Visionnaires, voire prophétiques: ces séries qui façonnent la société
Credits: SERGEI SUPINSKY/AFP

Visionnaires, voire prophétiques: ces séries qui façonnent la société

Depuis l'invasion de l'Ukraine, la série "Serviteur du peuple", où Zelensky incarnait un président, a accédé à la notoriété dans le monde entier.
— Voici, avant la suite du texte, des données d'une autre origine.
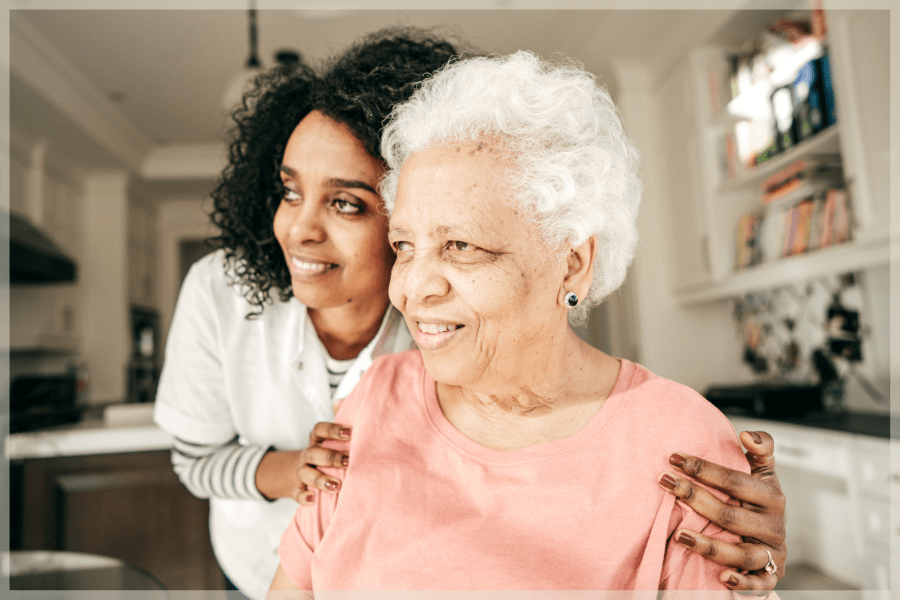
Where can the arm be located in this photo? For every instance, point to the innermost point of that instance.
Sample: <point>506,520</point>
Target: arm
<point>217,470</point>
<point>194,403</point>
<point>759,518</point>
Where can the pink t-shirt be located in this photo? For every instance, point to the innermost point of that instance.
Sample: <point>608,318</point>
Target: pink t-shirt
<point>423,507</point>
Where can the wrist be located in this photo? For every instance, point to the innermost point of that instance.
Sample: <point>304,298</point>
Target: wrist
<point>276,474</point>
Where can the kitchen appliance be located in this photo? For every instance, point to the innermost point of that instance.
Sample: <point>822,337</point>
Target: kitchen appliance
<point>33,257</point>
<point>39,401</point>
<point>771,399</point>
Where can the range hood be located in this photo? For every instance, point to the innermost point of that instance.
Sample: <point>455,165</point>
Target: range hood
<point>34,257</point>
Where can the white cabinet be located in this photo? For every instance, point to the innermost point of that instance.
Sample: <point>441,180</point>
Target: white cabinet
<point>707,205</point>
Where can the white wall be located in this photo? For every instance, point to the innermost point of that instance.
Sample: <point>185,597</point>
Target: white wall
<point>178,219</point>
<point>688,345</point>
<point>107,345</point>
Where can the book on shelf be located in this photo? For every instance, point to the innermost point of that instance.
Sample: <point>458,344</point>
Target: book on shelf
<point>808,166</point>
<point>836,218</point>
<point>803,221</point>
<point>818,221</point>
<point>824,169</point>
<point>748,252</point>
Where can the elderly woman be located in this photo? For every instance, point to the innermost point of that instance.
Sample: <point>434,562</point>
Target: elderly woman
<point>506,453</point>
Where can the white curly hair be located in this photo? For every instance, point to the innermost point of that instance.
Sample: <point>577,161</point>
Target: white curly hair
<point>575,170</point>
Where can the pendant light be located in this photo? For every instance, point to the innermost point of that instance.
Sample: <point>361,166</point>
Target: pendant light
<point>241,81</point>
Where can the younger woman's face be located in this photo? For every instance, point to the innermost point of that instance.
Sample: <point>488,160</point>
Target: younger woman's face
<point>331,223</point>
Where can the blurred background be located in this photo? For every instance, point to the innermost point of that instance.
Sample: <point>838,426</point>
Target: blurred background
<point>762,279</point>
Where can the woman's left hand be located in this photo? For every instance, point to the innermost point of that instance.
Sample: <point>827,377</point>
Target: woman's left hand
<point>759,519</point>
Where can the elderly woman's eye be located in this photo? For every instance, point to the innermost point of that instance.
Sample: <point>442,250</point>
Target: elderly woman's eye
<point>346,207</point>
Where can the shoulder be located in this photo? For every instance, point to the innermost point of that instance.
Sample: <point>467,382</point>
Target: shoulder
<point>676,418</point>
<point>210,286</point>
<point>389,378</point>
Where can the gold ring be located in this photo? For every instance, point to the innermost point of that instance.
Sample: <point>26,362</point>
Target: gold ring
<point>770,567</point>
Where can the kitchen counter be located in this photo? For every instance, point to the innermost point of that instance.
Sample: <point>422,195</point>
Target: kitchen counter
<point>118,428</point>
<point>857,423</point>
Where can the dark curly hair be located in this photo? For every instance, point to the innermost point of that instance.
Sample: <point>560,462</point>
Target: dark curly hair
<point>358,88</point>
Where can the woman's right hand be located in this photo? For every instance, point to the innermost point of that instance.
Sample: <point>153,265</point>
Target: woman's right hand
<point>308,476</point>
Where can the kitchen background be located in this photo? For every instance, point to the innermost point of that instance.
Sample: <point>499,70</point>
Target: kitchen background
<point>765,259</point>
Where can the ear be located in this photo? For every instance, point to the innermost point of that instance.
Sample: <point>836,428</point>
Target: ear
<point>580,273</point>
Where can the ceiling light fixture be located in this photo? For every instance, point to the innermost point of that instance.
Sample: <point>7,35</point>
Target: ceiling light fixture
<point>238,84</point>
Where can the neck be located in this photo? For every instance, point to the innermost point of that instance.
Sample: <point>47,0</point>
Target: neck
<point>519,410</point>
<point>345,330</point>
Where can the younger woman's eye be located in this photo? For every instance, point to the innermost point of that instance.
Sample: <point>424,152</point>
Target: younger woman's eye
<point>347,208</point>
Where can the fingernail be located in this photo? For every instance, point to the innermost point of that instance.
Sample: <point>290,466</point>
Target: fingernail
<point>667,482</point>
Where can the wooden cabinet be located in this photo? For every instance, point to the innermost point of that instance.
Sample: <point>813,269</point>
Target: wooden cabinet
<point>712,202</point>
<point>129,506</point>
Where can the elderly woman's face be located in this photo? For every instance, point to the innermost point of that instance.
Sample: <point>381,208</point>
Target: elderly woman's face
<point>477,285</point>
<point>331,223</point>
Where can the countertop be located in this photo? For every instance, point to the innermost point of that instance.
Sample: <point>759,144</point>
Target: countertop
<point>111,429</point>
<point>858,423</point>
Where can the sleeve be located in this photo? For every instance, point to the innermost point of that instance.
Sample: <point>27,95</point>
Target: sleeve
<point>682,568</point>
<point>218,470</point>
<point>192,403</point>
<point>307,528</point>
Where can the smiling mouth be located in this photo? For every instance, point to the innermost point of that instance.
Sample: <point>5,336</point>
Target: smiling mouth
<point>310,268</point>
<point>438,327</point>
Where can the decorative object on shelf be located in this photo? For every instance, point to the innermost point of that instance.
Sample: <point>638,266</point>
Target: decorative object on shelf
<point>814,168</point>
<point>748,252</point>
<point>781,93</point>
<point>807,333</point>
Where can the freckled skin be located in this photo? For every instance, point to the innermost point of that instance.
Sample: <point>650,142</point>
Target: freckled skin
<point>506,264</point>
<point>513,373</point>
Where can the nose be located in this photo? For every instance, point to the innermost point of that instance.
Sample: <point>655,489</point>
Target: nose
<point>307,224</point>
<point>419,280</point>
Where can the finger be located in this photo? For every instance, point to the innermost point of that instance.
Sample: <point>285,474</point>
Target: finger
<point>303,495</point>
<point>328,431</point>
<point>751,582</point>
<point>324,457</point>
<point>745,557</point>
<point>736,519</point>
<point>736,484</point>
<point>316,479</point>
<point>761,455</point>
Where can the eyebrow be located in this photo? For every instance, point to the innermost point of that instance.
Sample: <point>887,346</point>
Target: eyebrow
<point>441,230</point>
<point>342,183</point>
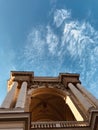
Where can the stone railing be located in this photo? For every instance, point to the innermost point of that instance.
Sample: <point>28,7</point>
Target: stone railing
<point>59,124</point>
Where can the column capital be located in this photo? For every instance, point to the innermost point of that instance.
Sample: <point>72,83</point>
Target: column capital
<point>69,78</point>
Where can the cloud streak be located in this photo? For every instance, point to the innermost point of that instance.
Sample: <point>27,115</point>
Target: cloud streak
<point>72,46</point>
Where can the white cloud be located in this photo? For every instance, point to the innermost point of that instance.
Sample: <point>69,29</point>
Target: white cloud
<point>60,16</point>
<point>72,47</point>
<point>51,40</point>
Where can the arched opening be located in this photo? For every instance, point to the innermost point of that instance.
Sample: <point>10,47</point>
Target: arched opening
<point>49,104</point>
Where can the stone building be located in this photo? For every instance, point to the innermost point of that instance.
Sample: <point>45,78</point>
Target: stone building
<point>39,103</point>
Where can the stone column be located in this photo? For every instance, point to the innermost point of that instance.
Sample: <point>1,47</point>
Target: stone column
<point>86,105</point>
<point>9,98</point>
<point>22,96</point>
<point>88,94</point>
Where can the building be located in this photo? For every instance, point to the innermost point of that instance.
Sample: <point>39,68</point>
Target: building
<point>39,103</point>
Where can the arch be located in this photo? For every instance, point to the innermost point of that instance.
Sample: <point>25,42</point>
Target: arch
<point>49,104</point>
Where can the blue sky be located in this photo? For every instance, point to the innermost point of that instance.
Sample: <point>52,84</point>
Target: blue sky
<point>48,37</point>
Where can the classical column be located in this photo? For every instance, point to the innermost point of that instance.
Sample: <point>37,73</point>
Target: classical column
<point>89,95</point>
<point>80,97</point>
<point>22,96</point>
<point>9,98</point>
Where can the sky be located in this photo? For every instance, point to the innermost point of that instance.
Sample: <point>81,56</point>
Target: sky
<point>49,37</point>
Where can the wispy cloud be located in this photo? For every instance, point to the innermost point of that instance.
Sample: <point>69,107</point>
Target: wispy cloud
<point>71,46</point>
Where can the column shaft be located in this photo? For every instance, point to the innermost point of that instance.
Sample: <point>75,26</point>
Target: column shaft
<point>9,98</point>
<point>86,105</point>
<point>22,96</point>
<point>88,94</point>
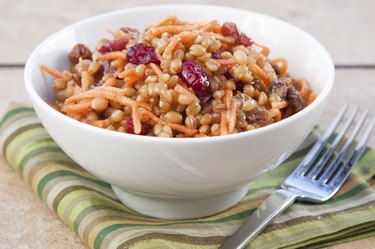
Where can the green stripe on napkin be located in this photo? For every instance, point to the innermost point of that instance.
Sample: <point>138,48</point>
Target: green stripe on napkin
<point>90,208</point>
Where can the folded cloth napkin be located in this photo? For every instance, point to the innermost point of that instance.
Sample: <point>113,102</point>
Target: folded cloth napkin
<point>89,207</point>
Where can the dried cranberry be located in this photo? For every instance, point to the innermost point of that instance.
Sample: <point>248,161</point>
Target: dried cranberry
<point>114,45</point>
<point>108,67</point>
<point>79,51</point>
<point>142,54</point>
<point>105,49</point>
<point>216,55</point>
<point>131,31</point>
<point>245,40</point>
<point>239,83</point>
<point>193,75</point>
<point>204,97</point>
<point>130,127</point>
<point>230,29</point>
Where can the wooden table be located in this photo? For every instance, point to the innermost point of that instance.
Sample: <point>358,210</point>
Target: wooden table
<point>345,28</point>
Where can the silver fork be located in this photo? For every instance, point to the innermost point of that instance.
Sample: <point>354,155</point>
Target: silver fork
<point>316,179</point>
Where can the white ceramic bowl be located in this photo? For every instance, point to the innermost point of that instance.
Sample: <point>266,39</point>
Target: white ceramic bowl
<point>172,177</point>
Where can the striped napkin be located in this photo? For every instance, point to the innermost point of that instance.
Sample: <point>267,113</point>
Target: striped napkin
<point>89,207</point>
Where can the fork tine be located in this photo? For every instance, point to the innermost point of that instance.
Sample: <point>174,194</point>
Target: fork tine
<point>347,168</point>
<point>336,162</point>
<point>323,160</point>
<point>313,153</point>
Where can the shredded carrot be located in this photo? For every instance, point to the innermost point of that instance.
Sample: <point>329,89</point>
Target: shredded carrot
<point>136,119</point>
<point>156,69</point>
<point>102,123</point>
<point>258,71</point>
<point>183,37</point>
<point>228,98</point>
<point>150,115</point>
<point>171,20</point>
<point>174,126</point>
<point>227,62</point>
<point>180,89</point>
<point>175,29</point>
<point>112,56</point>
<point>82,107</point>
<point>110,82</point>
<point>284,64</point>
<point>183,129</point>
<point>280,105</point>
<point>226,39</point>
<point>85,82</point>
<point>51,71</point>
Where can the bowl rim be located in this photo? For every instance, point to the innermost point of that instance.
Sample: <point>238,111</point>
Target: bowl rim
<point>36,98</point>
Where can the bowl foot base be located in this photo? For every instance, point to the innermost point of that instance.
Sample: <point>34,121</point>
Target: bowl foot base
<point>180,208</point>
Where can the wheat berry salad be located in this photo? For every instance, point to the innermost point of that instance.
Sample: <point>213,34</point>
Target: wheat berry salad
<point>178,79</point>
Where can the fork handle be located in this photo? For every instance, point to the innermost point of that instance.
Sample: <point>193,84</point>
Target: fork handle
<point>271,208</point>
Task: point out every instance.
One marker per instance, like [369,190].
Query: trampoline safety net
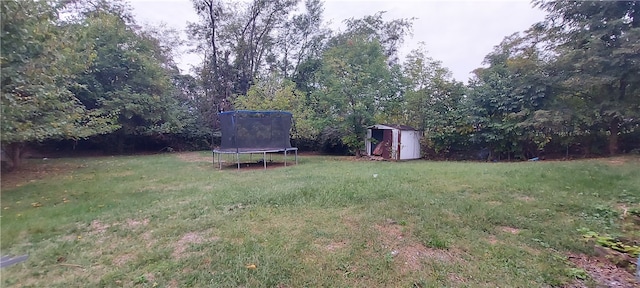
[255,129]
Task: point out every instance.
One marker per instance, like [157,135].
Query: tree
[434,102]
[354,82]
[129,77]
[597,44]
[278,93]
[506,95]
[39,64]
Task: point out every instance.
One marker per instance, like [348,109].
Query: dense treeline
[86,71]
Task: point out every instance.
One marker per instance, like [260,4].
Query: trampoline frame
[263,151]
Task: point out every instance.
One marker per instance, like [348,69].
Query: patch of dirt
[98,227]
[508,229]
[194,157]
[123,259]
[526,198]
[132,223]
[603,272]
[181,246]
[493,240]
[33,170]
[406,250]
[333,246]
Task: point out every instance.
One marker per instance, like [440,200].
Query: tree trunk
[15,152]
[613,138]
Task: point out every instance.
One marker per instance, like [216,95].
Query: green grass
[159,220]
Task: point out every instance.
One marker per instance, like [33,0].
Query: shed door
[387,138]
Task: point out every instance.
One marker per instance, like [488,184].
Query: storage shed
[393,142]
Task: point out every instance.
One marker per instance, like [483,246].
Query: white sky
[458,33]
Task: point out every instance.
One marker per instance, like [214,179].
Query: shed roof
[393,126]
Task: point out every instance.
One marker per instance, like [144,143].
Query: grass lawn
[172,220]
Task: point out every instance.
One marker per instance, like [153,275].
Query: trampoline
[255,132]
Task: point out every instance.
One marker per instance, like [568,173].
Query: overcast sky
[458,33]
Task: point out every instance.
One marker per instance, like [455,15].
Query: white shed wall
[410,145]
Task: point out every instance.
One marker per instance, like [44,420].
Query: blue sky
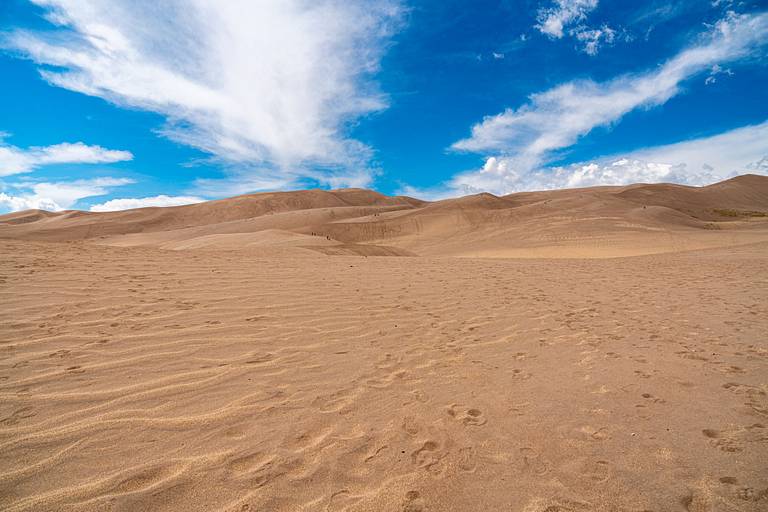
[112,104]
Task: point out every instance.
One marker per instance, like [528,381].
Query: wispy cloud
[553,20]
[694,162]
[14,160]
[55,196]
[269,88]
[525,139]
[144,202]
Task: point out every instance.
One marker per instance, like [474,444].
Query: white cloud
[553,20]
[715,71]
[528,137]
[14,160]
[55,196]
[144,202]
[18,203]
[695,162]
[593,38]
[268,86]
Son impact sur l'actualité questionne sur la manière dont les fictions façonnent la société.

Pour Laurence Herszberg, directrice de Séries Mania, le plus grand festival de séries d'Europe qui se déroule actuellement à Lille, les fictions "investissent de plus en plus le réel" et leur influence s'accroît au fil des années. "On peut aussi manipuler avec une série" avertit-elle.

Le critique télévisé en chef du New York Times, James Poniewozik, est plus nuancé: "Je ne suis pas sûr que la télévision puisse faire croire aux gens quelque chose qu'ils ne sont pas prêts à croire". En revanche, "elle peut les aider à imaginer une réalité quelque peu différente de leur quotidien, qu'ils n'étaient pas préparés à accepter auparavant".

Il cite comme exemple les fictions américaines mettant en scène des personnages ouvertement gays, tels "Will & Grace", qui ont banalisé l'homosexualité à la télévision, avant la légalisation du mariage de personnes du même sexe.

De même, "Star Trek", en présentant dès les années 60 un équipage de vaisseau spatial ouvert à la diversité, avec une femme noire et un Asiatique, "a peut-être aidé à faire évoluer les mentalités" sur ce que pourrait être une équipe dans un bureau américain, estime James Poniewozik.

D'autant plus que les feuilletons s'inscrivent dans la durée: les téléspectateurs accèdent à ces points de vue sur plusieurs années. "Ils rendent connu ce qui est inconnu, nous familiarisent avec une hypothèse", explique Thibaut de Saint Maurice, chercheur de l'Université Panthéon-Sorbonne.

Autre exemple souvent cité: l'accession d'un Afro-Américain à la présidence des Etats-Unis dans "24 heures chrono" avant l'élection de Barack Obama.

Cependant, le pouvoir des séries a ses limites, souligne Thibaut de Saint Maurice: "Aux Etats-Unis, avec +24 heures chrono+ ou +Homeland+, en France avec +Baron Noir+, le téléspectateur s'est habitué à voir une femme présidente. Mais cela ne s'est pas produit jusqu'ici" dans ces deux pays.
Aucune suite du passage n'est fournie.